Nach dem Ende des Zweiten Weltkrieges bemühte sich Heinrich Cohn um die Rückgabe des Familiengeschäftes, die Neugründung einer Jüdischen Gemeinde in Stralsund und die Rückgabe des Synagogengrundstückes in der Langen Straße. Die Familie konnte eine Doppelhaushälfte im Carl-Heydemann-Ring 32 beziehen, die mit der Zeit zum Treffpunkt aller Stralsunder Juden wurde. Bis 1948 leitete er das ehemalige Kaufhaus Wertheim. Für die in Stralsund und in der weiteren Umgebung3 wieder ansässigen Juden organisierte er die Lebensmittelspenden des Joint4 und sonstige notwendige Unterstützung. Am 2. September 1948 gründete er die Jüdische Gemeinde Stralsund neu, diese hatte allerdings keinen Bestand, weil die russische Besatzungsmacht nur die Bildung einer Gemeinde in Schwerin erlaubte.

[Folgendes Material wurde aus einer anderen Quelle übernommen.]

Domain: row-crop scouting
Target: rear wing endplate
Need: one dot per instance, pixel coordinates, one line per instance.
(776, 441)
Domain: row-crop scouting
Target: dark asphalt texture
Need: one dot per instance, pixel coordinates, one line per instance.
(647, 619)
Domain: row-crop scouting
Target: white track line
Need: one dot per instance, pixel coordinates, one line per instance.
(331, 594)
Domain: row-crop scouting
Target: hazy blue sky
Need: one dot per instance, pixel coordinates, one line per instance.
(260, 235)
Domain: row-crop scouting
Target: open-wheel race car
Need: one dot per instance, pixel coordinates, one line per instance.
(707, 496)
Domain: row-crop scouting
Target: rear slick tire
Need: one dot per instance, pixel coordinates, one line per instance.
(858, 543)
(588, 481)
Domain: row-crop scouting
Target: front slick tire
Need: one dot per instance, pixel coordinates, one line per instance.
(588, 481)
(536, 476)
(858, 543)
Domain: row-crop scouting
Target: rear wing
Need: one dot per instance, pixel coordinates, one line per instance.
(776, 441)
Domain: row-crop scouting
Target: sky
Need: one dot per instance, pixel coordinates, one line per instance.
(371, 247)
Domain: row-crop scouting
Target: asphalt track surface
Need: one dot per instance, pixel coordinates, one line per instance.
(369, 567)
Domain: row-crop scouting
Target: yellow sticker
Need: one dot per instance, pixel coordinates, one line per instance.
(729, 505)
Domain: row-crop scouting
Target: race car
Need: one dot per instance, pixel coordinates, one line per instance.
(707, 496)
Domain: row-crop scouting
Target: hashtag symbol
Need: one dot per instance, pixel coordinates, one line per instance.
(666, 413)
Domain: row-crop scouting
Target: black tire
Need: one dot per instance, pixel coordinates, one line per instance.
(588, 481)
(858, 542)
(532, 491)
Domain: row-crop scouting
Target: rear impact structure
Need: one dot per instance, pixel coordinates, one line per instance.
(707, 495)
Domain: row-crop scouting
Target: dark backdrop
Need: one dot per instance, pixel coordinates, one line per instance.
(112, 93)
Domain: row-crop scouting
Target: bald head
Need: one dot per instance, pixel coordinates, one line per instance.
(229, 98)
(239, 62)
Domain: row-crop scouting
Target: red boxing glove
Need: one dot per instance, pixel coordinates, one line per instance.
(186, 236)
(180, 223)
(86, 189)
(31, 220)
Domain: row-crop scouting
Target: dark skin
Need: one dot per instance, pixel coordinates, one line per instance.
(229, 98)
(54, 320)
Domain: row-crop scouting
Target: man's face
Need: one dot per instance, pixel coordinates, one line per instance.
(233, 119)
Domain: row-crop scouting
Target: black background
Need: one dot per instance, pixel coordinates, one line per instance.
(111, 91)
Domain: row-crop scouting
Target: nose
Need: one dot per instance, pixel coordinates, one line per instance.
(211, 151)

Dazu kam, dass Heinrich von 1948 bis 1950 in einer leitenden Funktion im Schweriner Außenhandel arbeitete, wodurch seine Zeit stark eingeschränkt war.

1950 verließ Heinrich Cohn mit seiner Familie Stralsund endgültig. Er ging zurück nach Berlin, wo er die ersten Monate keine Arbeit fand und die Familie sich durch den Verkauf ihrer Möbel und Wertgegenstände am Leben erhalten musste. Lucie Cohn erwarb vom Geld ihrer Mutter einen Tabakladen, den sie ganztägig öffnete. Die Tochter Bärbel half gegen geringen Lohn in ihrer Freizeit außerhalb der Schule in einer Wäscherei. Auf diese Weise überlebte die Familie bis zum Mai 1953 als Heinrich Cohn von seinem 1951 erlittenen Schlaganfall genesen war und endlich wieder Arbeit fand.

Am 1. Oktober des gleichen Jahres verstarb Lucie Cohn in Berlin. Heinrich heiratete später ein zweites Mal. Er verstarb im September 1961 an einem Herzinfarkt. Ihre Tochter Bärbel erlernte den Beruf einer Großhandelskauffrau für Flachglas und Keramik und arbeitete nach ihrer Ausbildung lange Zeit im Entschädigungsamt des Berliner Senates. Sie heiratete 1955 in Berlin und lebt heute noch dort.

Quellen:

  1. Bärbel Beyer-Cohn: Familiengeschichte der Keibel-Cohns
  2. Stadtarchiv Stralsund, Rep. 18, Nr. 432, 440,
  3. Stadtarchiv Stralsund, Rep. 24, Nr.

1„Nachfl.“ bedeutet Nachfolger
2Vgl. dazu: Die Geschichte der Keibel-Cohns, aufgeschrieben von Bärbel Beyer-Cohn.
3D.h. Rügen, Greifswald, Barth, Anklam, Usedom,
4Der Joint ist das „American Jewish Joint Distribution Committee“, eine seit 1914 vor allem in Europa tätige Hilfsorganisation amerikanischer Juden mit Sitz in New York City.